Neste contexto, tal como a Requerente invoca e reitera nas suas alegações, “71. No Acórdão do TJUE referente ao Caso Inzo, já aqui citado pela Requerente, é referido que: «Neste contexto, há que sublinhar, como fez a Comissão, que a qualidade de sujeito passivo só é definitivamente adquirida se a declaração de intenção de iniciar as actividades económicas projectadas foi feita de boa fé pelo interessado. Em situações fraudulentas ou abusivas, em que, por exemplo, o interessado simulou desenvolver uma actividade económica especial, mas procurou, na realidade, fazer entrar no seu património privado bens que podem ser objecto de dedução, a administração fiscal pode pedir, com efeitos retroactivos, a restituição das quantias deduzidas, uma vez que essas deduções foram concedidas com base em falsas declarações.».

72. Ora, não tendo a AT, em momento algum, colocado em causa a boa-fé da B... na definição do seu CAE e do seu objeto social, nem tendo sequer alegado a existência de um comportamento abusivo ou fraudulento por parte da Requerente, não pode, pura e simplesmente, colocar em causa a intenção objetivamente comprovada pelo CAE e pelo objeto social da B... de realizar atividade tributada em IVA e a sua qualidade de sujeito passivo do imposto.

73. Considerando o exposto, é forçoso concluir que, à data da aquisição dos serviços de consultoria e assessoria contabilística, fiscal e bancária, necessários à aquisição da C..., a B... tinha a intenção, comprovada por elementos objetivos, de desenvolver uma atividade tributada em IVA, por via da prestação de diversos serviços à C... e à suas participadas, configurando, nessa medida, um sujeito passivo de IVA e não uma holding pura.

 

6. A Autoridade Tributária e Aduaneira (a seguir, Requerida ou AT), ao abrigo do artigo 17.º, n.º 1, do RJAT, apresentou resposta, na qual impugnou a factualidade alegada e os documentos juntos, e peticionou, por não provado, a improcedência do pedido de pronúncia arbitral. Juntou, igualmente, o processo administrativo.

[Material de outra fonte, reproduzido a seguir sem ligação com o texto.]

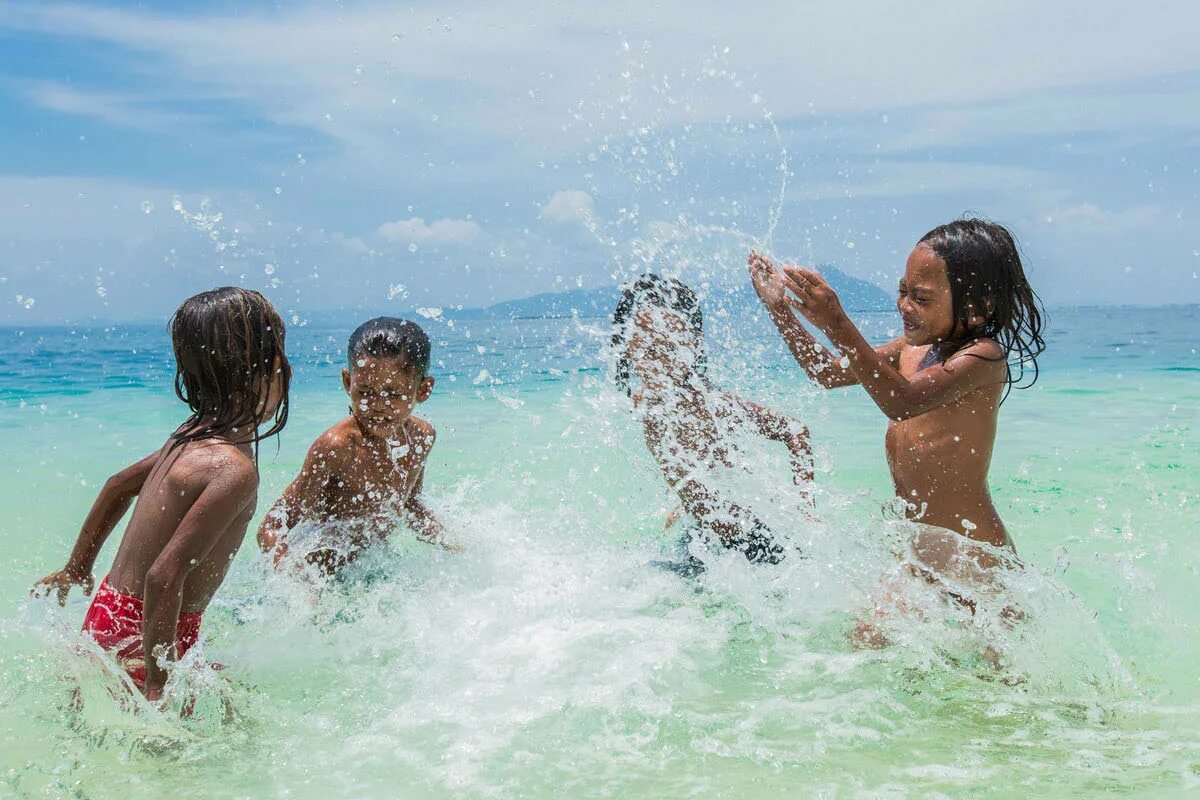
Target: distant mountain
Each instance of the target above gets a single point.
(855, 293)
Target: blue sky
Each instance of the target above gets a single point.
(376, 156)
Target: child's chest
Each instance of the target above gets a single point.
(373, 480)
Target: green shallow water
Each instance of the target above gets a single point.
(549, 660)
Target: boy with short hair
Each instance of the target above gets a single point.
(365, 473)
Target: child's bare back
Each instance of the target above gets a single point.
(196, 501)
(195, 497)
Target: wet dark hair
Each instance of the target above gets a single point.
(988, 281)
(226, 344)
(658, 292)
(387, 337)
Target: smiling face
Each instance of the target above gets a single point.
(924, 299)
(383, 392)
(663, 349)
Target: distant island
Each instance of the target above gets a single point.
(855, 294)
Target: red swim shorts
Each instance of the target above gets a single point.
(114, 620)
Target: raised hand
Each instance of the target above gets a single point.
(817, 300)
(60, 583)
(768, 282)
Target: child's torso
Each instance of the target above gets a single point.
(940, 459)
(370, 493)
(175, 483)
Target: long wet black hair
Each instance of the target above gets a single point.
(227, 342)
(654, 292)
(988, 283)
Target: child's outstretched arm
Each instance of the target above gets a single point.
(421, 518)
(111, 505)
(815, 359)
(232, 487)
(822, 366)
(899, 397)
(324, 459)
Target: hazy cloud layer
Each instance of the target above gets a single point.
(521, 150)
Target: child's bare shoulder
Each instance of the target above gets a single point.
(203, 463)
(984, 348)
(339, 441)
(423, 432)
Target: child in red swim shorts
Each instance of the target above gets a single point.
(196, 494)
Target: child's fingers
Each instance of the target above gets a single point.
(793, 287)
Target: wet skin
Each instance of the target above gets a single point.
(365, 473)
(942, 414)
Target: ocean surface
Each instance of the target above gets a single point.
(551, 660)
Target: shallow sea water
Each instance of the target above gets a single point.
(551, 660)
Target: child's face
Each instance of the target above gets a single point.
(383, 392)
(661, 348)
(924, 300)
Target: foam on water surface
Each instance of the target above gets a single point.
(551, 659)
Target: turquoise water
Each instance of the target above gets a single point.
(549, 660)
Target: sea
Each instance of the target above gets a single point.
(551, 659)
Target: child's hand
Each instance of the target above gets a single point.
(817, 300)
(60, 582)
(768, 282)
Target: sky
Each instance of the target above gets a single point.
(383, 156)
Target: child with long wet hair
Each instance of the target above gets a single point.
(972, 330)
(689, 423)
(195, 495)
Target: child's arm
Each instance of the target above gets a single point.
(228, 493)
(814, 358)
(111, 505)
(324, 459)
(899, 397)
(817, 362)
(421, 518)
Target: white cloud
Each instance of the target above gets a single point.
(1089, 215)
(569, 205)
(124, 110)
(441, 232)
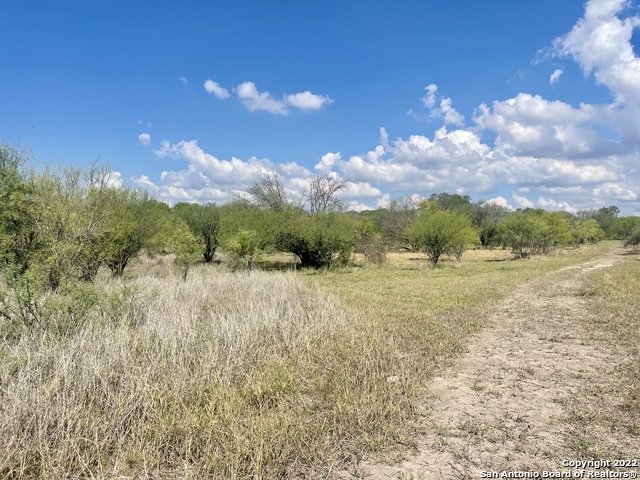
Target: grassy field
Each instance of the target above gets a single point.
(236, 375)
(607, 413)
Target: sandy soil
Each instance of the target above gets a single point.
(504, 405)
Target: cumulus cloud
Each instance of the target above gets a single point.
(542, 153)
(555, 76)
(214, 88)
(307, 101)
(522, 202)
(500, 201)
(145, 139)
(254, 100)
(445, 110)
(600, 42)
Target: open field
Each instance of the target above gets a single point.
(261, 375)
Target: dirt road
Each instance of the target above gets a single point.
(506, 404)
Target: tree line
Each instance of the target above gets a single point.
(64, 225)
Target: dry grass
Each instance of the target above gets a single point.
(240, 376)
(606, 414)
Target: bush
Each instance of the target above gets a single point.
(244, 248)
(321, 240)
(524, 233)
(436, 232)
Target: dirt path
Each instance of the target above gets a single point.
(503, 406)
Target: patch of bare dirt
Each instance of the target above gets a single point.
(505, 405)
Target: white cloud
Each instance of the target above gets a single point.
(306, 101)
(555, 76)
(145, 139)
(214, 87)
(522, 202)
(327, 161)
(429, 100)
(112, 180)
(254, 101)
(445, 111)
(600, 42)
(565, 156)
(500, 201)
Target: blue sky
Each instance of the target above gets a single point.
(522, 103)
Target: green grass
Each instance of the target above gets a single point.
(236, 375)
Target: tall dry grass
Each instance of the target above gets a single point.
(231, 375)
(224, 375)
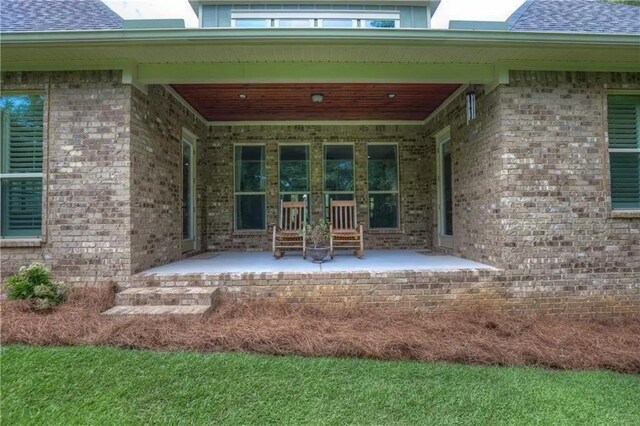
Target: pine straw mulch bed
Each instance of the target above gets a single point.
(273, 328)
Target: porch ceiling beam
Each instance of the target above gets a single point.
(314, 72)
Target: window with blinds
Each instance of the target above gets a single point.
(21, 118)
(624, 150)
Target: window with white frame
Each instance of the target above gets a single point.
(249, 192)
(22, 118)
(294, 174)
(314, 19)
(383, 188)
(624, 150)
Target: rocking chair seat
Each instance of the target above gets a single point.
(344, 231)
(346, 236)
(288, 236)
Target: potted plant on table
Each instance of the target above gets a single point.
(317, 235)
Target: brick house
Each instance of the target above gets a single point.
(513, 144)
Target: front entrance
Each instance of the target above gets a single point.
(445, 189)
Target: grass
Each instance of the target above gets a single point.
(98, 385)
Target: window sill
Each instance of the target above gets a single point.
(20, 242)
(625, 214)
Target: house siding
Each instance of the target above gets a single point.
(557, 202)
(157, 124)
(531, 194)
(477, 177)
(415, 212)
(86, 175)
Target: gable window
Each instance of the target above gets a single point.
(382, 181)
(624, 150)
(338, 174)
(294, 174)
(21, 165)
(314, 19)
(250, 195)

Na sua resposta apresentada em 30 de Setembro de 2021, a AT veio essencialmente invocar que: “53. Em momento algum no procedimento inspetivo, ou mesmo ulteriormente na fase de revisão dos atos tributários, foi carreada prova documental que sequer identificasse qual a atividade económica associada ao IVA suportado com as supra descritas despesas de consultoria na aquisição das participações sociais da C... .

54. Como se diz no RIT, a Requerente «em momento algum no procedimento demonstrou a existência de um nexo direto, causal e imediato entre as operações já suportadas a montante e a intenção concreta de essas operações virem a relevar numa atividade tributada para efeitos de IVA» 

55. Sendo que, como a própria jurisprudência do TJUE conclui, lhe cabia a ela «a demonstração com elementos objetivos de que as operações relacionadas com a aquisição daqueles serviços de assessoria serão canalizados para operações tributadas.»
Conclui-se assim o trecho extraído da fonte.